Frank ne pouvait s’empêcher de ressentir un certain malaise lorsqu’il se trouvait en présence de « gays » ainsi qu’il convenait de les nommer désormais, bien loin des « pédés », « tarlouzes » et autres « tafioles » de son adolescence. Ce n’était pas de l’homophobie ; il se moquait bien de qui faisait quoi avec qui en matière sexuelle et pensait que chacun trouve son plaisir où bon lui semble tant que cela se passe entre personnes consentantes. En fait, il ne pouvait se détacher d’une sorte de prévention à leur égard parce qu’était toujours présente en lui la blessure des sobriquets dont ses condisciples l’avaient affublé sans raison à un âge où lui-même était littéralement terrorisé par ses propres émois libidineux. S’il n’avait jamais fantasmé que sur les filles, les autres paraissaient vouloir l’assigner à toute force à une sexualité qui ne le tentait pas. Il lui en restait cette infirmité qu’était une incapacité sévère à s’ouvrir à ceux qui avaient choisi une autre voie. Il s’était ainsi sottement interdit certaines amitiés pourtant sans danger. Il en avait pleinement conscience mais ne pouvait aller contre cette prévention imbécile qui le mortifiait.

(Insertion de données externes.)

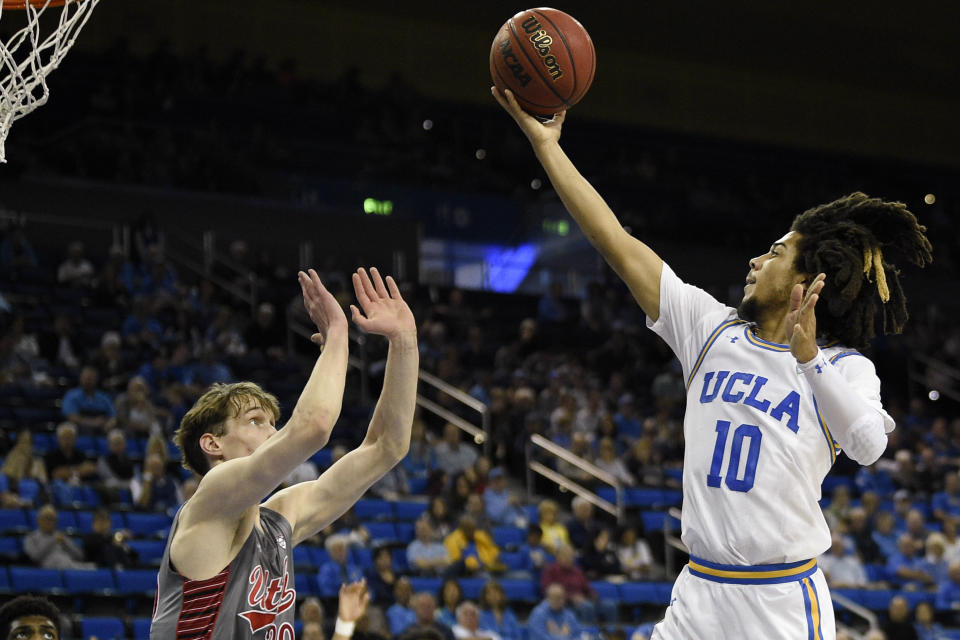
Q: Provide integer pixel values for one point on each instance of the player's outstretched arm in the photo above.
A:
(636, 263)
(209, 521)
(311, 506)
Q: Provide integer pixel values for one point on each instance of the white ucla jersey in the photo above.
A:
(756, 451)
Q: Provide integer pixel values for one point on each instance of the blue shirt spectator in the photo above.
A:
(339, 569)
(551, 619)
(86, 405)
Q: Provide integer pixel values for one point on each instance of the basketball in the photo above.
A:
(545, 57)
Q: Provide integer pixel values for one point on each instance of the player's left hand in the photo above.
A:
(384, 310)
(354, 598)
(801, 324)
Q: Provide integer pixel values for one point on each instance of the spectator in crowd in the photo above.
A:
(471, 550)
(265, 335)
(905, 568)
(438, 515)
(453, 456)
(946, 503)
(106, 548)
(948, 591)
(898, 625)
(425, 554)
(86, 405)
(496, 613)
(551, 619)
(581, 527)
(842, 569)
(339, 569)
(884, 534)
(554, 533)
(75, 270)
(503, 507)
(29, 617)
(136, 413)
(927, 628)
(155, 489)
(599, 557)
(425, 625)
(60, 346)
(399, 615)
(451, 595)
(52, 549)
(381, 578)
(66, 463)
(468, 625)
(564, 571)
(634, 555)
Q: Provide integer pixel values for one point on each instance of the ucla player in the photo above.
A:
(227, 571)
(773, 393)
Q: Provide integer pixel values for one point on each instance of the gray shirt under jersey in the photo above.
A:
(251, 599)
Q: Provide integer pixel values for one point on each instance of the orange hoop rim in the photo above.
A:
(36, 4)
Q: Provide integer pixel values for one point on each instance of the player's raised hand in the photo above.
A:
(536, 131)
(384, 311)
(354, 598)
(801, 324)
(323, 308)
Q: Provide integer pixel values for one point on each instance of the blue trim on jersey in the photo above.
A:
(764, 344)
(756, 574)
(844, 354)
(831, 443)
(709, 343)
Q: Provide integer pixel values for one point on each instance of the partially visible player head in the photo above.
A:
(228, 421)
(29, 618)
(858, 242)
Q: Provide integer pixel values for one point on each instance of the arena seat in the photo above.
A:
(103, 628)
(26, 579)
(78, 581)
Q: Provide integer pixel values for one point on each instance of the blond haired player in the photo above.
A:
(227, 572)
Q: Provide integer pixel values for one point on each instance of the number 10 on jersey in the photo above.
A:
(745, 432)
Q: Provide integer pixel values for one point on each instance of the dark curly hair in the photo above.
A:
(858, 242)
(28, 606)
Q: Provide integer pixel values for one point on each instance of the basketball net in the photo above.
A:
(27, 57)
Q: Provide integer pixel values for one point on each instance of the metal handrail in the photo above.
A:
(856, 609)
(533, 466)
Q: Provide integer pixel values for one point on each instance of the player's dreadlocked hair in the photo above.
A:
(858, 241)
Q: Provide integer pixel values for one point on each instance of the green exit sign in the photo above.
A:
(556, 227)
(377, 207)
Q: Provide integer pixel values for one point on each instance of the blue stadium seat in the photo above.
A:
(405, 532)
(148, 524)
(133, 581)
(381, 531)
(645, 592)
(77, 581)
(373, 509)
(507, 537)
(431, 585)
(149, 551)
(11, 548)
(605, 590)
(103, 628)
(25, 579)
(13, 521)
(522, 590)
(408, 511)
(472, 587)
(141, 628)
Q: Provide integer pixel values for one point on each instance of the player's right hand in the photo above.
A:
(323, 308)
(537, 132)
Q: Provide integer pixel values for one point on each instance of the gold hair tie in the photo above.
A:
(873, 261)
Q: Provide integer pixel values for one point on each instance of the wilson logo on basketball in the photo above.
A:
(542, 41)
(513, 63)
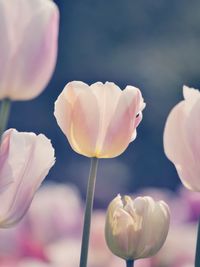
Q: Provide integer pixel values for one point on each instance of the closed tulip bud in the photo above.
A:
(28, 47)
(25, 160)
(181, 138)
(99, 120)
(136, 228)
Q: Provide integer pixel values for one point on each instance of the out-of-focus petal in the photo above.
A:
(30, 159)
(181, 138)
(28, 33)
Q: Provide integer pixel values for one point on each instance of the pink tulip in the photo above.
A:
(28, 47)
(99, 120)
(181, 138)
(26, 163)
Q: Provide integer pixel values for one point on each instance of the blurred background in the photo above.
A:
(153, 45)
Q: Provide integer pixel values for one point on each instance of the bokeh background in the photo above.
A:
(153, 45)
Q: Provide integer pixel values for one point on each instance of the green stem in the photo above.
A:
(4, 114)
(129, 263)
(197, 256)
(88, 212)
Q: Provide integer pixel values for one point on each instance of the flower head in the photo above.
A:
(136, 228)
(99, 120)
(28, 47)
(25, 160)
(181, 138)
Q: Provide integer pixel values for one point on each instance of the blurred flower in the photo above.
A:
(25, 159)
(181, 138)
(99, 120)
(59, 244)
(28, 48)
(136, 228)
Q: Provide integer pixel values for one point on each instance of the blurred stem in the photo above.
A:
(129, 263)
(88, 212)
(4, 114)
(197, 256)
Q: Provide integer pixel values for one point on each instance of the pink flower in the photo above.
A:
(25, 159)
(181, 138)
(99, 120)
(138, 228)
(28, 47)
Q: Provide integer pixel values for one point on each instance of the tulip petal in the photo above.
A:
(31, 40)
(34, 157)
(122, 125)
(175, 145)
(181, 138)
(78, 117)
(99, 120)
(85, 123)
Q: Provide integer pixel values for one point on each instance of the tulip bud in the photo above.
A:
(181, 138)
(25, 160)
(136, 228)
(28, 47)
(99, 120)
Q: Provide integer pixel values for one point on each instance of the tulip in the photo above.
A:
(25, 160)
(181, 138)
(136, 228)
(28, 47)
(99, 120)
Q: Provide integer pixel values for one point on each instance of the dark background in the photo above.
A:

Il ne savait pas grand-chose de son père, qui était un homme très secret en dehors de ses colères éruptives, cependant il était certain qu’une orientation homosexuelle de son fils aurait été une erreur d’aiguillage impardonnable à ses yeux, propre faire dérailler le semblant d’unité familiale. La métaphore ferroviaire s’imposant dans le contexte.
Il avait vu des reportages télévisés, lu des articles de presse – souvent au début de l’été, au moment des Gay Prides, un marronnier comme l’étaient les Francs-maçons en septembre – qui montraient que les mères étaient plus enclines à accepter l’homosexualité de leur progéniture. Sans doute était-ce une question de rapport à la virilité, bien que deux hommes se lâchant dans un corps à corps amoureux ne soient pas en mal de virilité si l’on voulait bien y penser sereinement !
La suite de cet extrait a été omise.